Historian James C. Cobb to Speak on the American South
James C. (Jim) Cobb, historian of the American South and award-winning author, will speak at Washington and Lee University on May 4 at 4:30 p.m. in Northen Auditorium, Leyburn Library.
Cobb will speak on “The Making, Un-Making and Re-Making of the ‘Solid South.’” His talk is free, and the public is invited.
He will give the 2016 Mellon/Griffith ’52 Visiting Professor in History Lecture, which is sponsored by the Mellon Project on History in the Public Sphere, the Robert Griffith ’52 Visiting Scholar Fund and the Class of 1960 Professorship in Ethics.
In 2015, Cobb gave the Founders Day speech and received an Honorary Doctorate of Humane Letters at Commencement. He is a visiting professor of history at W&L for the Spring Term.
He is the B. Phinizy Spalding Professor Emeritus in the History of the American South at the University of Georgia and has written widely on the interaction between economy, society and culture in the American South. He also is the former president of the Southern Historical Society.
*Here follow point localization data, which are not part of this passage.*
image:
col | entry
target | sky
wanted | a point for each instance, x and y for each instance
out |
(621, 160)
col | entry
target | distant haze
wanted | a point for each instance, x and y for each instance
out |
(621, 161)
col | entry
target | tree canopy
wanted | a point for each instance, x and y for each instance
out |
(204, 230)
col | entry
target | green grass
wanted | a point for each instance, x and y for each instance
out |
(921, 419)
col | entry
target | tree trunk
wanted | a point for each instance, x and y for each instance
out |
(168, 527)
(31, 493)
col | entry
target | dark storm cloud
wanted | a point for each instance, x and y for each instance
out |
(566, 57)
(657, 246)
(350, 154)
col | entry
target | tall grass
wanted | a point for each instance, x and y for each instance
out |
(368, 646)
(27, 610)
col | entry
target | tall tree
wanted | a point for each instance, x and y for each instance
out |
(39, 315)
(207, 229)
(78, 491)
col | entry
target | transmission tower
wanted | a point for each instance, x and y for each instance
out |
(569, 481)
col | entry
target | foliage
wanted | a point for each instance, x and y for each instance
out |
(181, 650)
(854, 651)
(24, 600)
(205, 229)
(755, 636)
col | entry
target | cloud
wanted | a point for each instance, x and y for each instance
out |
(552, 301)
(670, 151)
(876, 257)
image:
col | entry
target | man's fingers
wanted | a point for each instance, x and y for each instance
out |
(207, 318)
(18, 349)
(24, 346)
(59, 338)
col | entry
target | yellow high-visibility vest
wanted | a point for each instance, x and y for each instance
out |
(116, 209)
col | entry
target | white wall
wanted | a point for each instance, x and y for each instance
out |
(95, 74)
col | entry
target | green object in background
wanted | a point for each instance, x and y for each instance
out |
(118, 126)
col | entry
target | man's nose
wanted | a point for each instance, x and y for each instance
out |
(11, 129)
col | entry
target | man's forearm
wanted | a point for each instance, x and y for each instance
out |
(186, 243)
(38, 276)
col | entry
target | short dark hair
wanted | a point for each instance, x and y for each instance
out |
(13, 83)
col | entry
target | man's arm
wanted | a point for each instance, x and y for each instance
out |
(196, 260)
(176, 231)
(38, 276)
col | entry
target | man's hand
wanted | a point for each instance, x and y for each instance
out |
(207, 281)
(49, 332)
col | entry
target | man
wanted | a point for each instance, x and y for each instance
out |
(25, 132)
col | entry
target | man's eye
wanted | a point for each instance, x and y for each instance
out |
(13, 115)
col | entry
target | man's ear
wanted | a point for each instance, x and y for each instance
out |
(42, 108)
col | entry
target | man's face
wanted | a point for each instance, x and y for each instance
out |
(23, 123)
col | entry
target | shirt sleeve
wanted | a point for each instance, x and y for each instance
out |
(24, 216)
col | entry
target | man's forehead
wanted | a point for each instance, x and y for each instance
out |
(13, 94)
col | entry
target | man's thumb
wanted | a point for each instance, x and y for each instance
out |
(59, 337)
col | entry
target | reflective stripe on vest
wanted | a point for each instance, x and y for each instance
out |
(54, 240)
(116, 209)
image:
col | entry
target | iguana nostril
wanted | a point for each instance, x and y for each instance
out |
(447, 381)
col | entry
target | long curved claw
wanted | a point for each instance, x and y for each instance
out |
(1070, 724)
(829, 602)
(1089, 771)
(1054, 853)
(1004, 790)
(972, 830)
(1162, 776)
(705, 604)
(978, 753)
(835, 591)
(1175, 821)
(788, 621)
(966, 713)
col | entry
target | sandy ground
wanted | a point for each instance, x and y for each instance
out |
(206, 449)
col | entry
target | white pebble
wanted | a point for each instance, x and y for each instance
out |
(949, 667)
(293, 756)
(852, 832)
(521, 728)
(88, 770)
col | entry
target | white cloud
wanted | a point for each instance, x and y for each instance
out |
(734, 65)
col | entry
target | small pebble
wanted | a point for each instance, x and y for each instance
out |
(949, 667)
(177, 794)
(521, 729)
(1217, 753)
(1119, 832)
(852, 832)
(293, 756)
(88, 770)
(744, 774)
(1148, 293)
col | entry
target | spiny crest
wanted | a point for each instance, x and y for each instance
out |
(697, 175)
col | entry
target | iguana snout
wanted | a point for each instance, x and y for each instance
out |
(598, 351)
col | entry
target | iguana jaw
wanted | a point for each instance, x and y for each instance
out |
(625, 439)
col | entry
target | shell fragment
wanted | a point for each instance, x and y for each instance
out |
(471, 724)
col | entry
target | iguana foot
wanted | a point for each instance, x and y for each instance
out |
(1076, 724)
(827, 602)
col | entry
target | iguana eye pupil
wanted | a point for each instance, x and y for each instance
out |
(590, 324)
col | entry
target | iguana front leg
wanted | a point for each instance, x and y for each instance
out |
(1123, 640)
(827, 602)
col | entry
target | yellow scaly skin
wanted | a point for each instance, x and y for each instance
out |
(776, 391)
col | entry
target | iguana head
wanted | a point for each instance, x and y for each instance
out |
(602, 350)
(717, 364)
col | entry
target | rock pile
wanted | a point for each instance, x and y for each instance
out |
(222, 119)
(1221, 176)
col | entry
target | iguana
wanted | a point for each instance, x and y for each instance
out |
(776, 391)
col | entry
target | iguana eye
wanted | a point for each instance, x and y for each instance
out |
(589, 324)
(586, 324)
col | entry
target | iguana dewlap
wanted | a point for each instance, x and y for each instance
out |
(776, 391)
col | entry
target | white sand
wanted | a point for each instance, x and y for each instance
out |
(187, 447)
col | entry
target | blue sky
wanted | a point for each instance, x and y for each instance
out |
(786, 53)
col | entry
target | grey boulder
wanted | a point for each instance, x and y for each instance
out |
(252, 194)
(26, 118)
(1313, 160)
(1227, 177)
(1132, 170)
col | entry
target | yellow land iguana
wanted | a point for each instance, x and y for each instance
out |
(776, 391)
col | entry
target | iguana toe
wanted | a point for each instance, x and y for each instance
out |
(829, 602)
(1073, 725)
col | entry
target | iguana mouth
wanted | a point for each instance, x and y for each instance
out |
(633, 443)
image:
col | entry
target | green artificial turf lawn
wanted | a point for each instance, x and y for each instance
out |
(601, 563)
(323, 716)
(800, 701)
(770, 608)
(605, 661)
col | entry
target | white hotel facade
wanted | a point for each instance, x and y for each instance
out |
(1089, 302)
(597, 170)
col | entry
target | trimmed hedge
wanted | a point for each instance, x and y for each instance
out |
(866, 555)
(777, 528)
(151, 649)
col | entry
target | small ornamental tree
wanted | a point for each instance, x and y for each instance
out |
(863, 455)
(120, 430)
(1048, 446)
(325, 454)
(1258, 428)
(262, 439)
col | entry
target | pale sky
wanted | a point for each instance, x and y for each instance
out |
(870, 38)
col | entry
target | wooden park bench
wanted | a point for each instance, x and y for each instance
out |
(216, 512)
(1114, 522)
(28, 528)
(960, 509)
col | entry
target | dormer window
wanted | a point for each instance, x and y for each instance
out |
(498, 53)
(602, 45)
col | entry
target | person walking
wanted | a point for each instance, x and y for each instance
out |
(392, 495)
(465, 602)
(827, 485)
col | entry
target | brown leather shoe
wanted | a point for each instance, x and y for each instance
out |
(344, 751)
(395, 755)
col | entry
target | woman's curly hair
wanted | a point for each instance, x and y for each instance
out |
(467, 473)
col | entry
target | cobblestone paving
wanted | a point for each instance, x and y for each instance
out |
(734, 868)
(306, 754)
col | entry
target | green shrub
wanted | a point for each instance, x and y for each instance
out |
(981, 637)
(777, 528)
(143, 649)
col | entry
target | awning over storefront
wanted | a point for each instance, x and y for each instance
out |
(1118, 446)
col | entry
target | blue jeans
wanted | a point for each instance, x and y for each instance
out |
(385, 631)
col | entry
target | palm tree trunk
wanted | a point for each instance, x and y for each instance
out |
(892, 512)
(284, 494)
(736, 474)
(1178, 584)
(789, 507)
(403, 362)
Cobb is the author of several books, including “The South and America Since World War II” (2010); “Away Down South: A History of Southern Identity” (2005); and “The Mississippi Delta and the Roots of Regional Identity” (1992) and other publications.
Among his many honors are Senior Visiting Mellon Scholar at Cambridge University; the McClemore Prize, awarded by the Mississippi Historical Society for his book on Mississippi history; two Green-Ramsdell Awards by the Journal of South History; the Georgia Historical Quarterly’s E. Merton Coulter Award; and an Andrew Mellon Foundation Fellowship.